4. EOS Storage

4.1. Storage Configuration

4.2. Large files and common resources

Warning

Strict guidelines should be followed for downloading large files like databases, references, protein structure data and the likes.

These files are very likely to be of common interest to other users, and we need to avoid multiplication of these resources in each user’s home, thus reducing the total storage available for files that could be simply shared.

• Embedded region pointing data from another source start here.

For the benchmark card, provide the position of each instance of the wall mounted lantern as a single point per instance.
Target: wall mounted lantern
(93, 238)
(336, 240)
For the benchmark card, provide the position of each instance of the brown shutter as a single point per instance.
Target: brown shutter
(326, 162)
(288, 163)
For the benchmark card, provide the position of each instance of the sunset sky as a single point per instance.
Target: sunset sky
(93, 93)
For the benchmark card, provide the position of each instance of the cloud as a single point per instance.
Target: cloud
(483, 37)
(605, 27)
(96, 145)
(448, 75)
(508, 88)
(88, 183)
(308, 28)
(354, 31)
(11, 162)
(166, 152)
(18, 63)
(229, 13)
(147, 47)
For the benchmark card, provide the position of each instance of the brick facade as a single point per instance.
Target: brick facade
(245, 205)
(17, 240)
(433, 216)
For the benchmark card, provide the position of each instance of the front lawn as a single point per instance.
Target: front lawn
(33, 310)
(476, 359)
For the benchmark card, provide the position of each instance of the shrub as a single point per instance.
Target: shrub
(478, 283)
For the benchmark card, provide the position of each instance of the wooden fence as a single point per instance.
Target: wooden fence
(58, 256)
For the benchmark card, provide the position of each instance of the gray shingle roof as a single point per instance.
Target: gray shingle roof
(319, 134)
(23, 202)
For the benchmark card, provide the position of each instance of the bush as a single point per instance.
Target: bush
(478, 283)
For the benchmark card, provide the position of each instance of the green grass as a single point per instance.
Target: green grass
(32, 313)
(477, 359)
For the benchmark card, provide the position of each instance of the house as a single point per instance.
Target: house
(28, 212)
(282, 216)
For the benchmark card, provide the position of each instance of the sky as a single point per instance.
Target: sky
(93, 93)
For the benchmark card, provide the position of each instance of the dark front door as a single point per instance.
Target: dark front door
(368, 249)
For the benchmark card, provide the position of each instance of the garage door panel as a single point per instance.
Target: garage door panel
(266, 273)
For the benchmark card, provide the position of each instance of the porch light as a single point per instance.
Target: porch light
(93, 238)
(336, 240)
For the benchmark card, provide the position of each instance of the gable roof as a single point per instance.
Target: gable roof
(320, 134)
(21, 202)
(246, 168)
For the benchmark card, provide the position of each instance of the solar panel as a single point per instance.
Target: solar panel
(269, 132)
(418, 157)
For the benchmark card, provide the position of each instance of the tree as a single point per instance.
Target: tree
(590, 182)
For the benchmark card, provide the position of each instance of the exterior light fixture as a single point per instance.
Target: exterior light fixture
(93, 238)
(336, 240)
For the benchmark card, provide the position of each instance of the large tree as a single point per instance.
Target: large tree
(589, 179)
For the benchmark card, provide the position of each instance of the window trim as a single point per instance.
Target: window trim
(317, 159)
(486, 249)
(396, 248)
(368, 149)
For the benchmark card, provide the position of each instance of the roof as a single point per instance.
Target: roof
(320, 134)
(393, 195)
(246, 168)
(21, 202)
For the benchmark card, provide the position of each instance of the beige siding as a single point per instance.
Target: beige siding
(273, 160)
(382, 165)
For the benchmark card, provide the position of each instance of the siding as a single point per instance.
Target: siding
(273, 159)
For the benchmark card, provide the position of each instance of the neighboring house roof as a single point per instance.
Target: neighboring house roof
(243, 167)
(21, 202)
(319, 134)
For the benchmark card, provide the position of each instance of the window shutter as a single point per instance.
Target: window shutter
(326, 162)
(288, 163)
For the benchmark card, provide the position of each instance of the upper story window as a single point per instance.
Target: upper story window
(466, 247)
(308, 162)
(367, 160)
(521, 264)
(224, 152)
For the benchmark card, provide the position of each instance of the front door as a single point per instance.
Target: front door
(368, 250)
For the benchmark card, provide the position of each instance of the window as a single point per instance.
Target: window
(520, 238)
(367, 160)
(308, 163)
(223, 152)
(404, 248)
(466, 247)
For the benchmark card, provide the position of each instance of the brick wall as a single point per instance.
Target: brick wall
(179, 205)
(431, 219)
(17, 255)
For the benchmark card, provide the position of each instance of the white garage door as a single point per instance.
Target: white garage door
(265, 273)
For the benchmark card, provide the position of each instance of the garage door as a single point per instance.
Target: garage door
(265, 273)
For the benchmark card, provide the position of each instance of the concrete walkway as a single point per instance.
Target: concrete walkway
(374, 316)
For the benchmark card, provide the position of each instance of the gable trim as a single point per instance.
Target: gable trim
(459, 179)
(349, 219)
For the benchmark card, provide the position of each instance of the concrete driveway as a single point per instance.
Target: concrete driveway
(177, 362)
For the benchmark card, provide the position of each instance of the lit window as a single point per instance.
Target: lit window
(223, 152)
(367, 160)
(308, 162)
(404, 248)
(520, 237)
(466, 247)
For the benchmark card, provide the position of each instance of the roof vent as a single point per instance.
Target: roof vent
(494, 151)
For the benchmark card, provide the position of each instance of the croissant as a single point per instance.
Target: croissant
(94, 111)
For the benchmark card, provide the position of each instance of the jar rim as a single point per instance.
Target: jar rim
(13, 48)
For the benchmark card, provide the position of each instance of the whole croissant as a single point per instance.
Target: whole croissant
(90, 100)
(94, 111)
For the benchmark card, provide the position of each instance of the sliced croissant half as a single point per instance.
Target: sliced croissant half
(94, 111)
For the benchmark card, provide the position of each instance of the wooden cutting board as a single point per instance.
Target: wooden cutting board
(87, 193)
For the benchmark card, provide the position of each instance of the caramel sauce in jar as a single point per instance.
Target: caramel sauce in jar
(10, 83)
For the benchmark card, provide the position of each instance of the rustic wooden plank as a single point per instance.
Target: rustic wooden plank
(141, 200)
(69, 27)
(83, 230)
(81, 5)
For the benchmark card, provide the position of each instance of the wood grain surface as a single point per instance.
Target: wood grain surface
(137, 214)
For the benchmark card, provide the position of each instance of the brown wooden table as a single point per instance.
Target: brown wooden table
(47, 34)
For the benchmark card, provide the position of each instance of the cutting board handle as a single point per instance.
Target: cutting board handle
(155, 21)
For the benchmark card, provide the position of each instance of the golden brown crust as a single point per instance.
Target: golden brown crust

These files should be placed in a special folder:

/home/shared

This folder is special because it is not mirrored on disk (i.e. placed in the highest tier of data safety). The folder is however in stripe, i.e. on RAID0 which ensures a certain level of redundancy and recovery of the data, but does not occupy double the disk space like all other data placed in /home. RAID0 also ensures higher speed reads and writes, and it is therefore most suitable for highly accessed and higher volume data like these.

Note

Since these data are going to be shared among all users, it is important that:

before adding new data, please check whether the data already exist within this location
data are categorised according to very general domains, which might be arbitrary: please follow existing structure if the data you are interested into falls already under another category in this catalogue
data can be added, but should NOT be deleted unless agreed with the HPC governance team

In order to keep track of the data added to this folder, a README file should be maintained with everyone’s contribution.

The file is located at:

/home/shared/README

Please update this file and follow the guidelines when adding new data

4.3. Genomic references

Warning

Please, maintain the current structure for these data which follows the de-facto standard of Illumina iGenomes repository.

In order to add new data to this folder, we commend using the aws-cli and downloading the data with the command you can build using this tool:

This allows you to download data with a command like this (for example for Mus Musculus):

aws s3 --no-sign-request --region eu-west-1 sync s3://ngi-igenomes/igenomes/Mus_musculus/Ensembl/GRCm38 ./references/Mus_musculus/Ensembl/GRCm38

which preserves the existing structure in the folder.